Feeding Britain by Tim Lang

Feeding Britain by Tim Lang

Author:Tim Lang [Lang, Tim]
Language: eng
Format: epub, azw3
ISBN: 9780241404812
Publisher: Penguin Books Ltd
Published: 2020-03-26T04:00:00+00:00


Food problem 7: Food waste is systemic

According to the Waste and Resources Action Programme (WRAP), the UK wastes over 10 mt of food after the farmgate or an average of 156 kg per person per year. Household food waste is 7.3 mt, estimated by WRAP as worth £15bn and emitting 22 mt of CO2e. Industry wastes 1.7 mt (worth £1.4bn), the hospitality sector wastes 0.9 mt, and retailers 0.25 mt.281 In 2017, the House of Commons Environment, Food and Rural Affairs Committee reported that 60% of this waste is avoidable, and the total worth of food waste is £13bn a year.282 By 2018, using the new international Food Loss and Waste Accounting and Reporting Standard (FLWS), WRAP estimated wasted food as worth even more, £20bn.283 However calculated, these are huge sums.
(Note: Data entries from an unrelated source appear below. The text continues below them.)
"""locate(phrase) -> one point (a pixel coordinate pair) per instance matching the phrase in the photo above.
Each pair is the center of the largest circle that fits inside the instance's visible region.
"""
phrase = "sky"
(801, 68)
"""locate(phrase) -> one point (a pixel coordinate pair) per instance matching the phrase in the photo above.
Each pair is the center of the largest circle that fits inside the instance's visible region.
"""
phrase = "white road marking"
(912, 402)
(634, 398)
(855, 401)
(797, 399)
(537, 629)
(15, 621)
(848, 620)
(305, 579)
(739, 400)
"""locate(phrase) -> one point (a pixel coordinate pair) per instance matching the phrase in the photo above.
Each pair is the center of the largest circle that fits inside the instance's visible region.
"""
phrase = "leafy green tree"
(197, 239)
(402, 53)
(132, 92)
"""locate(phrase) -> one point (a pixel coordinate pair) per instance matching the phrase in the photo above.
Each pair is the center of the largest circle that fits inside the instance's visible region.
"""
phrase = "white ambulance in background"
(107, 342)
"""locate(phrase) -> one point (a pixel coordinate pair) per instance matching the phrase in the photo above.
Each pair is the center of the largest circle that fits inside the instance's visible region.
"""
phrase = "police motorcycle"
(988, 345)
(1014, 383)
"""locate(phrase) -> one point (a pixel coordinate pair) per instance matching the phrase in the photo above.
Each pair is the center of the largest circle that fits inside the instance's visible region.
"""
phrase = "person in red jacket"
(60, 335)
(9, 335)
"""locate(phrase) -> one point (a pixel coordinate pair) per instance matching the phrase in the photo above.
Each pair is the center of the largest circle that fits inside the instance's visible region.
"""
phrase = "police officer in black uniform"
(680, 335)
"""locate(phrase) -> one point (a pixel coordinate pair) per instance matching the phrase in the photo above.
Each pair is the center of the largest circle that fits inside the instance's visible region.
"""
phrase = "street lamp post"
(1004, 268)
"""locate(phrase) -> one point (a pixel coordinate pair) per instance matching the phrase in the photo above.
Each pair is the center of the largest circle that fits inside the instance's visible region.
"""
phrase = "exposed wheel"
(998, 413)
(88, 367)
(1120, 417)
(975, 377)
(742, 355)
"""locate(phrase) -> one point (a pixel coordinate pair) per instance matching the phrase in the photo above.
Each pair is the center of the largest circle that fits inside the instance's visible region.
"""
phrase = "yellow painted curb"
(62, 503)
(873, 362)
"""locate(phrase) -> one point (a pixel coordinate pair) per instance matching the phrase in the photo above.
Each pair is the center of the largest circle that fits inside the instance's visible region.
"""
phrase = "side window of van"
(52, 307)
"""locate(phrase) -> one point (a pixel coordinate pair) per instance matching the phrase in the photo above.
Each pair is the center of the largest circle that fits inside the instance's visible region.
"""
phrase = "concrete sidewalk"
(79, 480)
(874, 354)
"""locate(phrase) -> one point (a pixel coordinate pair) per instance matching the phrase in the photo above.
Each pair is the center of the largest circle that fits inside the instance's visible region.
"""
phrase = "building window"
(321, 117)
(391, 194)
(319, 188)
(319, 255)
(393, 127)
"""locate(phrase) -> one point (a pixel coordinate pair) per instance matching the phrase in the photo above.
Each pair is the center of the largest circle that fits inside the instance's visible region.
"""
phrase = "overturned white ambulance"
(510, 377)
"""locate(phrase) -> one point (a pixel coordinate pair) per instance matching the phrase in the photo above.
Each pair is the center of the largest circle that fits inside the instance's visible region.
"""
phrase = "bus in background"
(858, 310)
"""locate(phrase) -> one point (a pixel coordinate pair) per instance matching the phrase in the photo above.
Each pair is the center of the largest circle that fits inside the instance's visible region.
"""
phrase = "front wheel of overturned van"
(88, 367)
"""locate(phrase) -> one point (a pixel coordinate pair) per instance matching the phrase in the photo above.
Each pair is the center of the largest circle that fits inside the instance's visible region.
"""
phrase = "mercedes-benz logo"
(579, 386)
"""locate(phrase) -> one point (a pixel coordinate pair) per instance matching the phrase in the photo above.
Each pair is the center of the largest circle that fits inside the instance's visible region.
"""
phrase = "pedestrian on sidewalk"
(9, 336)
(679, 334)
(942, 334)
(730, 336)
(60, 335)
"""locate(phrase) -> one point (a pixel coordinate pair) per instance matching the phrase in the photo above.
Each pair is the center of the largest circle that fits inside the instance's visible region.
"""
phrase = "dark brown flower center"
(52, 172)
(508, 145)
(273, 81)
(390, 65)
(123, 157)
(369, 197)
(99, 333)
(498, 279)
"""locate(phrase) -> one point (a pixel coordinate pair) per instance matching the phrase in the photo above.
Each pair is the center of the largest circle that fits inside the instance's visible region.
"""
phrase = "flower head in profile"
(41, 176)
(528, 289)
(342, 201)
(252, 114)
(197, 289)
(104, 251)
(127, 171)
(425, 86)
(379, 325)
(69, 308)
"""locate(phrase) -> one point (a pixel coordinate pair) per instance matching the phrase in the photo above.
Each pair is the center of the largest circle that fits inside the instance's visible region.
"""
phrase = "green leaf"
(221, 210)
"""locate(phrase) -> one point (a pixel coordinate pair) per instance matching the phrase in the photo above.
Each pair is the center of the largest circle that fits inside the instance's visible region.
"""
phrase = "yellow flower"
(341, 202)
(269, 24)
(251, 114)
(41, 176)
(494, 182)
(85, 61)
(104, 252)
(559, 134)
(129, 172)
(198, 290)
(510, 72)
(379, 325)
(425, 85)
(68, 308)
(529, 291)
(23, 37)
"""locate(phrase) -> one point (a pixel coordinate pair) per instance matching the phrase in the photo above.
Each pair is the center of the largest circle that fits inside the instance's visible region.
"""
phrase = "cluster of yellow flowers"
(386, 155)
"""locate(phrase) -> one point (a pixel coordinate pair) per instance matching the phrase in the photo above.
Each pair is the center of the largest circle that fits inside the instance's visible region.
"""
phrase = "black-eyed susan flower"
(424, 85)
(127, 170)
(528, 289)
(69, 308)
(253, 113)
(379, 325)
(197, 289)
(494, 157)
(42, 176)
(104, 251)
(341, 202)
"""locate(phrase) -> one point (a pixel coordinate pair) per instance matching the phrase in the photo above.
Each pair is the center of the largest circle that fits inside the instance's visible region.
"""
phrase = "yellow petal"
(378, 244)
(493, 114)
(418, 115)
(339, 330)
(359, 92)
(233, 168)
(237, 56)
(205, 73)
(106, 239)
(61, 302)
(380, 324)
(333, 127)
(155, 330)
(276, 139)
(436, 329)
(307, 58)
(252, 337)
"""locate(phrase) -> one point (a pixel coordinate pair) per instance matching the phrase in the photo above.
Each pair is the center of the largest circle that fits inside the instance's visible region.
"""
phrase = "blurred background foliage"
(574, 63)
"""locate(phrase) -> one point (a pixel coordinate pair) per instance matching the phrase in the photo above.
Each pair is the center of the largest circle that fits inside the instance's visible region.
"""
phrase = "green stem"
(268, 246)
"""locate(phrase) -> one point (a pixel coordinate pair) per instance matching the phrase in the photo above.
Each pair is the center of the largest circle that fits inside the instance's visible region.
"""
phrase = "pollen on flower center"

Figure 4.15 provides an overview. About two thirds of UK food waste is directly by consumers and a third by supply chains. But we should not be complacent about relatively low industry waste figures. That it over-produces food makes waste inevitable. That pricing entices over-purchasing adds to it. That retail power pushes waste back down the chain – rejecting wonky vegetables, for instance, which are perfectly nutritious and sound – means no one is exempt from responsibility. We should not then be surprised that only half of all potatoes bought here, according to WRAP, get to be consumed.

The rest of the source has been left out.